An unintended consequence or benefit, depending on how you look at it, of giving your DNA is that it helps solve cold cases and usually for Murder. A few cold cases in the US have been solved by linking familial DNA and then tracing the family tree to people associated with the victim. This is scary in one sense and it is not being used for what you provided it for but does put murderers behind bars. I think the practice has since been halted to share the DNA with crime labs as the question of access is being questioned.
There seems to be some misunderstanding about how this works.
Police have been collecting samples (fingerprints, or perhaps more relevantly blood, semen, etc.) at crime scenes to be investigated for many decades, long before the science of DNA developed to its present state. Some samples collected maybe 40 years ago and stored since then may now be able to give them a DNA profile of the otherwise unknown murderer. They can use this profile to form an autosomal DNA raw data file that can be uploaded to GedMatch. GedMatch results give them a list of potential relatives of the murderer from among the million or more people who have already also uploaded their raw data info to GedMatch. Most of them are probably too distantly related to be of much practical use, but they may be able figure out something from a third cousin or closer match.

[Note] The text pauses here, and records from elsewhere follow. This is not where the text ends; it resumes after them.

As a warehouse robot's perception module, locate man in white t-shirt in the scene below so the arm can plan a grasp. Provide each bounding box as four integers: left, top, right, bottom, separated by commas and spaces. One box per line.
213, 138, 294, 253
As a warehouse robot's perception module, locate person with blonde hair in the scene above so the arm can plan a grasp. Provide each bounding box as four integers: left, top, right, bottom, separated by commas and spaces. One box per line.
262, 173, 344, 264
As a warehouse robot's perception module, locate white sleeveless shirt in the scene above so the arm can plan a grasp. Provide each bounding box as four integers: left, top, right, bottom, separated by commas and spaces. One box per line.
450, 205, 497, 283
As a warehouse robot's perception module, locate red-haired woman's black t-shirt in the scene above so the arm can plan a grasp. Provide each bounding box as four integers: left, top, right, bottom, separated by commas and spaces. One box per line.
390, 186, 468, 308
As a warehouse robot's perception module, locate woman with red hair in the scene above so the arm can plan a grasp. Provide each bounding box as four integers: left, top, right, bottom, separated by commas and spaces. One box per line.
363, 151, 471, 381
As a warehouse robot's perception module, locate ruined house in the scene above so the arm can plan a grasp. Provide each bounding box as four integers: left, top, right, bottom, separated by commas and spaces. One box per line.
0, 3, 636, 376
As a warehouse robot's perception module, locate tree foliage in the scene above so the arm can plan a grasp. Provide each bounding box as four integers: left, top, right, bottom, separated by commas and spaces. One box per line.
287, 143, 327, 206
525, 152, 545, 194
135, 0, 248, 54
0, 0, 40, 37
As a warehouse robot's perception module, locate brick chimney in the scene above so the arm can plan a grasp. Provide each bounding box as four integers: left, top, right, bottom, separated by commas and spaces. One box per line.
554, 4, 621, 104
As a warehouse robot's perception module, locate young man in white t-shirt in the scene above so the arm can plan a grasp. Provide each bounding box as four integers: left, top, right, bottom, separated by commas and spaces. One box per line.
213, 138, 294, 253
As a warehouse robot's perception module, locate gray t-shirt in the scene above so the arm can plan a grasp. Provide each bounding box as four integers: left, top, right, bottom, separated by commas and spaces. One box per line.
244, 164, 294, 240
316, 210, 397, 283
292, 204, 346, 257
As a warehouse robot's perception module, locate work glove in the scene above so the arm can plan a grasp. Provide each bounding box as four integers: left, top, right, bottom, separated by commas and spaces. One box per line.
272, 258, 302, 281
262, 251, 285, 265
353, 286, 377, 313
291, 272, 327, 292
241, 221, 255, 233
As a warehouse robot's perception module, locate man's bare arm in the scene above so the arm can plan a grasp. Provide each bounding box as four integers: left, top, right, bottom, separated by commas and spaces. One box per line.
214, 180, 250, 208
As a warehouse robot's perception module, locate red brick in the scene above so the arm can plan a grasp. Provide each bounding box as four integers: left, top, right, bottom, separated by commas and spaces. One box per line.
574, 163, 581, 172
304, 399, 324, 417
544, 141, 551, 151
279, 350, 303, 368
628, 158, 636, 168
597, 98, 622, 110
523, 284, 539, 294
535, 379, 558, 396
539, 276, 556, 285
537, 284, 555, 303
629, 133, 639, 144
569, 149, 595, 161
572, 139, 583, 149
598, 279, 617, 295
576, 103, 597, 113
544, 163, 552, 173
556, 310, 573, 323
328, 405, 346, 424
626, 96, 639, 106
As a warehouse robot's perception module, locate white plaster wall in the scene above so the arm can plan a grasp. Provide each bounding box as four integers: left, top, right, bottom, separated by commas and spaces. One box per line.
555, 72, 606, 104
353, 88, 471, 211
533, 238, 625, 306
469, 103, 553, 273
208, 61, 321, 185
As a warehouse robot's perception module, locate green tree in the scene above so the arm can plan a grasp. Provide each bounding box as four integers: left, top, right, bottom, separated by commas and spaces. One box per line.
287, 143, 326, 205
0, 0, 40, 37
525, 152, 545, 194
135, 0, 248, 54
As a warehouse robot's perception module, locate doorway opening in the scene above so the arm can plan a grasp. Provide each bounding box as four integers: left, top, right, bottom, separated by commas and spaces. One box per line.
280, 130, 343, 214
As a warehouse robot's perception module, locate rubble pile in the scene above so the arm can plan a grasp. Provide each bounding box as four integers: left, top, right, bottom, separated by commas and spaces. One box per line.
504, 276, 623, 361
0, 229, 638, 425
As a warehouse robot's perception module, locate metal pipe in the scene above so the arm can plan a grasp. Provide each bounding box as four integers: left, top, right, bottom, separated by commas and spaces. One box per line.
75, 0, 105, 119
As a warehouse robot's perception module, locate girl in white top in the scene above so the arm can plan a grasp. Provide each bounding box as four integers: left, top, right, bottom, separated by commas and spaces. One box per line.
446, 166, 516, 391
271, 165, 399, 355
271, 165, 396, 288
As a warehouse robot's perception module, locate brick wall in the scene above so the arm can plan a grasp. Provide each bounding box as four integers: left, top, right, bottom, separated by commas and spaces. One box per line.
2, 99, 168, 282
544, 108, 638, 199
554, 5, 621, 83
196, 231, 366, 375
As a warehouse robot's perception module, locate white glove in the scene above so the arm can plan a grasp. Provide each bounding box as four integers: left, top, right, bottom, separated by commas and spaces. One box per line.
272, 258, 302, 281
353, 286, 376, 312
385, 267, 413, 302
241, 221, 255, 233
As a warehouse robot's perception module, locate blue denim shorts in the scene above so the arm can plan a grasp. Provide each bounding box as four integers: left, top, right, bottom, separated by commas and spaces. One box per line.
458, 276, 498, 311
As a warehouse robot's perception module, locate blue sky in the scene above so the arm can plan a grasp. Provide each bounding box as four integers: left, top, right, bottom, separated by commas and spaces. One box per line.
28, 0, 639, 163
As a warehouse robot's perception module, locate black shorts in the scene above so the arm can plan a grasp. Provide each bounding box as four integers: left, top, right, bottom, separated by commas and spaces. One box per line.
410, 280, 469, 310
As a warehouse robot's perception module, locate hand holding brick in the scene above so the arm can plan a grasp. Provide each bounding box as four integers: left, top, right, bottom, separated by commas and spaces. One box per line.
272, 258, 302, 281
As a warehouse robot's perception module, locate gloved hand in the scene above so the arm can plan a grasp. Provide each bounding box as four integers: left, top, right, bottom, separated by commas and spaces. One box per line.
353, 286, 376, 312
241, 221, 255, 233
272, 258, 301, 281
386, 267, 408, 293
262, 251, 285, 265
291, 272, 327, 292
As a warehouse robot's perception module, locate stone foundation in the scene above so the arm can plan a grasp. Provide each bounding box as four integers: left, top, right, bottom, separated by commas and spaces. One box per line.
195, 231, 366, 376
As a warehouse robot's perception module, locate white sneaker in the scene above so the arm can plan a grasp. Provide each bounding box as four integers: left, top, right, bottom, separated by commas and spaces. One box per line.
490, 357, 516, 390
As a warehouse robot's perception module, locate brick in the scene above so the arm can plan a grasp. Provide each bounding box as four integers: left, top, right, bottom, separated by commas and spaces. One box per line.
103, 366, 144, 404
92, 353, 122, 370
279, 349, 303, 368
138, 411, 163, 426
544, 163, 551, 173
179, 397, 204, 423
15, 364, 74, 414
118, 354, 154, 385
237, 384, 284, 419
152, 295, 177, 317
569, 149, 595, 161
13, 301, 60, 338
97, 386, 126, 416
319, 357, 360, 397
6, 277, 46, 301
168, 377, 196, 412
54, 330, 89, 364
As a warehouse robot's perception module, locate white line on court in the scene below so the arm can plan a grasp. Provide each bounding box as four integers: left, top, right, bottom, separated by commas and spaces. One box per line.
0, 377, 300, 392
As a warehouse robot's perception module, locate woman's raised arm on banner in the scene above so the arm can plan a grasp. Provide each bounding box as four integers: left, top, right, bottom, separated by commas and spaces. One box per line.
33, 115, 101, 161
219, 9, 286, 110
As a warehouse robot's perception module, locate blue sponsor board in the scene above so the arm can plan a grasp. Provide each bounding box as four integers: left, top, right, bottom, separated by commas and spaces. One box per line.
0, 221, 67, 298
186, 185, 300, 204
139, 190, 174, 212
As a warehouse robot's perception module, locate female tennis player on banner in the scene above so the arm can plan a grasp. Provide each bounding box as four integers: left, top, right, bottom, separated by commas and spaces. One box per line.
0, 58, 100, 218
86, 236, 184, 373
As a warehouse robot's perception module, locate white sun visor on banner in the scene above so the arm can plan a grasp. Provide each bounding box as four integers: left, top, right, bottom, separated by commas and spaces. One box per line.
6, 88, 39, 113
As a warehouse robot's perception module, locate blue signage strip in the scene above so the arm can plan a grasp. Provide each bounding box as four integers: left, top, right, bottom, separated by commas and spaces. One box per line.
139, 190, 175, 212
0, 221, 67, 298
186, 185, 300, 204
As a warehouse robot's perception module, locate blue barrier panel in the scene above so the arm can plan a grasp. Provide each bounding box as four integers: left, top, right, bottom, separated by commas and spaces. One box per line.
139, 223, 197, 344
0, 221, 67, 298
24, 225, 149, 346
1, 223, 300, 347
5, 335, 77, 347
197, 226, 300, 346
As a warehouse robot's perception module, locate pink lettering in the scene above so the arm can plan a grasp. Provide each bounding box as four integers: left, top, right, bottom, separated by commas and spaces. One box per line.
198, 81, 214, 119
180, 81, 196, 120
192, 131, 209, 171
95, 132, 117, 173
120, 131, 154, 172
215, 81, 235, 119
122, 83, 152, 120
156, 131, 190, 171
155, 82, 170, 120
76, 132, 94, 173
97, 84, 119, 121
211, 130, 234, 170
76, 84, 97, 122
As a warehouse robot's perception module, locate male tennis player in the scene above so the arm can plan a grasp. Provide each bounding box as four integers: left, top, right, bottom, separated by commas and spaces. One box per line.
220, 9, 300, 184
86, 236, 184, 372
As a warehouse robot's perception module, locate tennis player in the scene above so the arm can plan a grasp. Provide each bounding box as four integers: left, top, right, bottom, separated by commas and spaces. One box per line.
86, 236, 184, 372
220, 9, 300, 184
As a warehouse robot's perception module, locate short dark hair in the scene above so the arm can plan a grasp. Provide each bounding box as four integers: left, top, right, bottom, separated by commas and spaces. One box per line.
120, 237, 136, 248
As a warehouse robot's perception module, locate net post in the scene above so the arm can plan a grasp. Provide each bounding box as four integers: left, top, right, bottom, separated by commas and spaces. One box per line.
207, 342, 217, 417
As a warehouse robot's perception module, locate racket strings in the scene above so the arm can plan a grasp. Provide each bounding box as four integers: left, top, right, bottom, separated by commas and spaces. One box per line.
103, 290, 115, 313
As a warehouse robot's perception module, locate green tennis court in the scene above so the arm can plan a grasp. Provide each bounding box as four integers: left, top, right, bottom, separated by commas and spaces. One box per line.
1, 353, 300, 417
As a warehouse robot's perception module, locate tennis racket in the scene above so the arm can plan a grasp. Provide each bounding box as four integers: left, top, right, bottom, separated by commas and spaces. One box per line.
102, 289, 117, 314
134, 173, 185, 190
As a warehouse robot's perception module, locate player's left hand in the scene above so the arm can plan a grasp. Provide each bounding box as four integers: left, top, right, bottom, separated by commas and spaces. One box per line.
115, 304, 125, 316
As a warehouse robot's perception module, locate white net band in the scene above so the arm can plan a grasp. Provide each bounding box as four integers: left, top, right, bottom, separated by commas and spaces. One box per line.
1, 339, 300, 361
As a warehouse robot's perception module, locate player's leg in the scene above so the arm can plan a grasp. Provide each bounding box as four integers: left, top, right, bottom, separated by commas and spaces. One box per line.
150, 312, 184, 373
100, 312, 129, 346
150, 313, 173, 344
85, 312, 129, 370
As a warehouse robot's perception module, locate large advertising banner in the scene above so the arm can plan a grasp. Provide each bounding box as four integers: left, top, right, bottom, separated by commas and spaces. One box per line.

The closer the relative connection, the easier it becomes for the police to narrow down a list of possible suspects from family trees, and find him (or her) and get an undercover cop to trail the person to eventually get a coffee cup they discard (or tissue or some such thing like that) to test if the suspect is indeed a direct match for the murderer's DNA.
The only thing the police get from using GedMatch is names of the murderer's relatives. This does
not involve GedMatch and the consumer DNA testing companies voluntarily or involuntarily giving away anyone's actual DNA or DNA data (the A, C, G, and T's) to police. The police don't get, don't want, and don't need access to it, and therefore don't need a court order because they're only using GedMatch in the same way as anyone else does -- to trace out exactly how some likely second cousin once removed on another continent is related to you through a common ancestor. I have done that myself. It takes some work, but you certainly don't have to be some kind of highly educated expert in the field. The closest relative will probably never have any idea they unknowingly helped catch a murderer.
It doesn't involve any surreptitious "hacking" or "data breaches" perpetrated by the police investigators, because it doesn't have to, and they don't want or need it. I'm not sure how or why you think this can or would have been stopped. I seriously doubt police are ever going to be told they're not allowed to investigate crimes by collecting samples at crime scenes.